In this blog, we’ll see how will tackle the question of designing a rate limiter in a system design interview.

Examples of Rate Limiter

  1. AWS API (https://docs.aws.amazon.com/AWSEC2/latest/APIReference/throttling.html)

Amazon EC2 throttles EC2 API requests for each AWS account on a per-Region basis.
It uses the token bucket algorithm to implement API throttling.

  1. Stripe API (https://stripe.com/docs/rate-limits)

For most APIs, Stripe allows up to 100 read operations per second and 100 write operations per second in live mode, and 25 operations per second for each in test mode.

  1. Twitter API (https://developer.twitter.com/en/docs/twitter-api/rate-limits)

Twitter has various rate limits to manage tweets and search tweets

Why Rate Limiter is required?

Rate limiting is a very important part of any large-scale system and APIs and it can be used to accomplish the following:

  • Preventing resource starvation

It can happen when a large number of requests come in a very short period of time or due to Denial of Service (DoS) attacks.

  • Managing policies and quotas

To allow access to only authenticated users to allow usage to them based on their quota

  • Controlling flow

In complex systems, it can be used to control the flow between linked services to stop one service from accumulating all the resources

  • Avoiding excess cost

If the resources can auto scale, rate limiting is used to control the excess cost if something goes out of control

Algorithms used in Rate Limiter

  1. Leaky Bucket
Leaky Bucket Algorithm

Leaky Bucket is a simple and intuitive way to implement rate limiting using a queue. It is a simple first-in, first-out queue (FIFO). Incoming requests are appended to the queue and if there is no room for new requests they are discarded (leaked).

It maintains a constant near uniform flow to the server as it processes the requests at a constant rate. It is easy to implement on a load balancer and is memory efficient for each user.

  1. Token Bucket
token bucket algorithm

In the Token Bucket algorithm, we process a token from the bucket for every request. New tokens are added to the bucket with rate r. The bucket can hold a maximum of b tokens. If a request comes and the bucket is full it is discarded.

  1. Fixed Window

We keep a counter for a given duration of time and increment it for every incoming request. Once the limit is reached, the next requests are discarded until the counter is reset after the time has passed.

  1. Sliding Log

The sliding Log algorithm maintains a time-stamped log for each request on the user level. The system stores these logs in a time-sorted hash set or table. Logs with timestamps beyond a threshold are discarded. We look for older requests and discard them. Then we calculate the sum of logs to determine the request rate. If the request is below the threshold rate, it is processed else it is held.

  1. Sliding Window

It is more memory efficient than sliding log algorithm. It combines the fixed window algorithm’s low processing cost and the sliding log’s improved boundary conditions. We keep a sliding window of our time duration and only service requests in our window for the given rate. If the sum of counters is more than the given rate of the limiter, then we take only the first sum of entries equal to the rate limit.

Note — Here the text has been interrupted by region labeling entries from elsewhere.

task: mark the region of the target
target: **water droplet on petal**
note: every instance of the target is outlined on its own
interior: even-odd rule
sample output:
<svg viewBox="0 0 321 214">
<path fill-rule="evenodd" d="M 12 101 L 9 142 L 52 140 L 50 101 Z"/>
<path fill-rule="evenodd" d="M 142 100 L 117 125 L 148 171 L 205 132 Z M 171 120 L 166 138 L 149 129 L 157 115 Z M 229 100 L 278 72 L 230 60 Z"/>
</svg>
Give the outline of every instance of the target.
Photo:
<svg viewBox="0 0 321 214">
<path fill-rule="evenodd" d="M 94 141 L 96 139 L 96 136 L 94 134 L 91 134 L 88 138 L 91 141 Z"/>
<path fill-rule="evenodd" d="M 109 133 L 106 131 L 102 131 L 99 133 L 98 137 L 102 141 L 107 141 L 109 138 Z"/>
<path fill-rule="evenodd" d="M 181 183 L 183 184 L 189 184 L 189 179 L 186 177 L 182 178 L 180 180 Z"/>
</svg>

How will you design a rate limiter for your API?

Suppose you are asked a question to design a rate limiter. You should first know the requirements by asking various questions to the interviewer.

Candidate: What kind of rate limiter are we going to design? Will it be client side or server side?

Interviewer: We will be designing server-side rate limiter for our API.

Candidate: Will we throttle the API based on requests per second, IP or anything else?

Interviewer: We will throttle the API based on requests per second.

Candidate: Suppose this is an asynchronous job. So, we have a couple of options:

Option 1: Throttle on the API level

Option 2: Throttle after Request Queue

Here are popular algorithms for rate limiting

  • Leaky Bucket
  • Token Bucket
  • Fixed window counter
  • Sliding window log
  • Sliding window counter

You can describe pros and cons of these algorithms as above.